Ayın Övgüsü: TenneT, Uzun Süreli Enerji Depolamanın potansiyelini araştırıyor

'Ayın Övgüsü' serimizde, her ay enerji dönüşümünü hızlandırmaya kendini adamış bir partiyi öne çıkarıyoruz. Nisan ayında, 2025 Arz Güvenliği İzleme Raporu'nda Uzun Süreli Enerji Depolama'nın (LDES) etkilerini ilk kez hesaplayan ve böylece gelecekteki enerji arzımızı anlamak ve güvence altına almak için önemli bir katkı sağlayan TenneT'e teşekkürlerimizi sunarız.
Gün İçi ve Çok Günlü LDES'in Arz Güvenliğine KatkısıLDES, geleneksel lityum-iyon pillerden farklı olarak enerjiyi sadece birkaç saat değil, günlerce depolayabiliyor. Bu nedenle TenneT, modele iki tür LDES ekledi: gün içi LDES ve çok günlü LDES. Gün içi LDES, megavat başına 16 saatlik tedarik esasına göre modellenmiştir; bu da herhangi bir zamanda devreye alınabilecek MW başına 16 MWh'ye eşittir. Sıkıştırılmış Hava Enerjisi Depolama (CAES) biçimindeki çok günlük LDES, yer altı tuz mağaralarını kullanır ve önemli kayıplara yol açmadan 84 saate kadar enerji depolayabilir.
Yapılan hesaplamalar, günlük LDES'in kıtlık dönemlerinde kapasitesinin yaklaşık %40'ını, çok günlük LDES'in ise neredeyse %90'ını karşıladığını göstermektedir. Karşılaştırma yapmak gerekirse, kısa devreli 2 veya 4 saatlik piller, kıtlık durumunda kapasitelerinin yalnızca yaklaşık %12'sini kullanır. Daha uzun depolama döngüleri sayesinde LDES, geleneksel esneklik seçeneklerinin sınırlarına ulaştığı zamanlarda çok daha fazla "sabit güç" serbest bırakabilir. Bu ek dağıtılabilirlik, Monitörde hesaplandığı gibi doğrudan daha düşük LOLE (Yük Beklentisi Kaybı) ve azaltılmış EENS (Sunulamayan Beklenen Enerji) anlamına gelir.
LDES sistemleri, üretim düşük olduğunda fazla rüzgar ve güneş enerjisini tamponlayıp besleyebildiği için giderek daha önemli bir rol oynayacaklar. TenneT, kurulu LDES kapasitesinin 2033 yılına kadar istikrarlı bir şekilde artacağını ve ardından 2035'e doğru daha da artacağını öngörüyor. TenneT'e göre bu büyüme yalnızca arz güvenliğini desteklemekle kalmıyor, aynı zamanda fosil rezervlerine olan bağımlılığı azaltmaya ve elektrik piyasasındaki fiyat dalgalanmalarını yumuşatmaya da yardımcı oluyor.

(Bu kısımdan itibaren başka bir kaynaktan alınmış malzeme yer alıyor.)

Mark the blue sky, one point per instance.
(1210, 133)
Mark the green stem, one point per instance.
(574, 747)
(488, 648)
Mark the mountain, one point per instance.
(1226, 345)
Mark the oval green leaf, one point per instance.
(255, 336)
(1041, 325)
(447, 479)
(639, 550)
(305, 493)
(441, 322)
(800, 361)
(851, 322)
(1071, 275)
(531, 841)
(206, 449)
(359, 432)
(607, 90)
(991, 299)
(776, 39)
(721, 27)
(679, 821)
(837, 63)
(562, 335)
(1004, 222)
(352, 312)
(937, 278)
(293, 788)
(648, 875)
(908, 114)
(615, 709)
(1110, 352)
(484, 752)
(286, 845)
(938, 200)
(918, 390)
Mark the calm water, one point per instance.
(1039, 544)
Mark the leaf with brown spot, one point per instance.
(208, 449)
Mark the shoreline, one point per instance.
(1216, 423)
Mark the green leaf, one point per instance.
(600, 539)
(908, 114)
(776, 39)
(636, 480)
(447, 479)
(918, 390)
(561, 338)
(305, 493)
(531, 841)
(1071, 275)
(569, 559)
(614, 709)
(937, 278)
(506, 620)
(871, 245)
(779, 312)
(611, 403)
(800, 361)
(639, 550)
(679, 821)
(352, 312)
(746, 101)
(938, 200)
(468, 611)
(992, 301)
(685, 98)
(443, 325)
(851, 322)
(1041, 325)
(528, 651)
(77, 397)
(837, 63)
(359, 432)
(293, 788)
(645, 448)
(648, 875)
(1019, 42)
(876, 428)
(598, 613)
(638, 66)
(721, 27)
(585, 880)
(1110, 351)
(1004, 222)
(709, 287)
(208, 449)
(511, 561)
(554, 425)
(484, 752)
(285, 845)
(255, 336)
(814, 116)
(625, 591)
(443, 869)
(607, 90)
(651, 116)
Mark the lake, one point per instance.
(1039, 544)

TenneT aynı zamanda LDES'in karşı karşıya olduğu zorlukların da altını çiziyor. İlk sermaye maliyetlerinin yüksek olması ve geri ödeme sürelerinin on yıl veya daha uzun olabilmesi, özel yatırımcıları caydırıyor. Ayrıca elektrik fiyatlarındaki oynaklık, öngörülemeyen gelirlere yol açarak işletme planının güvenilir görünmemesine neden oluyor. Yeraltı depolaması ve bazı kimyasalların kullanımı konusunda kamuoyunun endişeleri de bunda rol oynuyor.

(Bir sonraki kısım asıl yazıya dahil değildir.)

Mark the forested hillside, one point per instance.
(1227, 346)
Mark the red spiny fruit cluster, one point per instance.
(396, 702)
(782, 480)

TenneT, bu engelleri aşmak için yurt dışından ilham verici örneklere işaret ediyor. İngiltere, yatırımcılara garantili asgari ve azami gelir sağlayan ve böylece riski sınırlayan bir Tavan ve Taban planı uygulamaktadır. İspanya, gerçek dağıtımdan bağımsız olarak mevcut kapasite için Kapasite Ödemeleri ile telafi sağlıyor, bu da yatırımları ve ağ istikrarını teşvik ediyor. Almanya'da projelere sübvansiyon, ucuz kredi ve vergi indirimleri sağlanıyor, ardından serbest piyasada rekabet ediliyor ve fiyat oynaklığından yararlanılıyor.
TenneT, bu uluslararası örneklerden yola çıkarak Hollanda hükümetine, doğalgazla çalışan elektrik santralleri, talep katılımı ve bağlantı gibi bilinen araçların yanı sıra, orta ve uzun vadeli enerji depolamaya yönelik teşvik tedbirlerini de araştırması tavsiyesinde bulunuyor.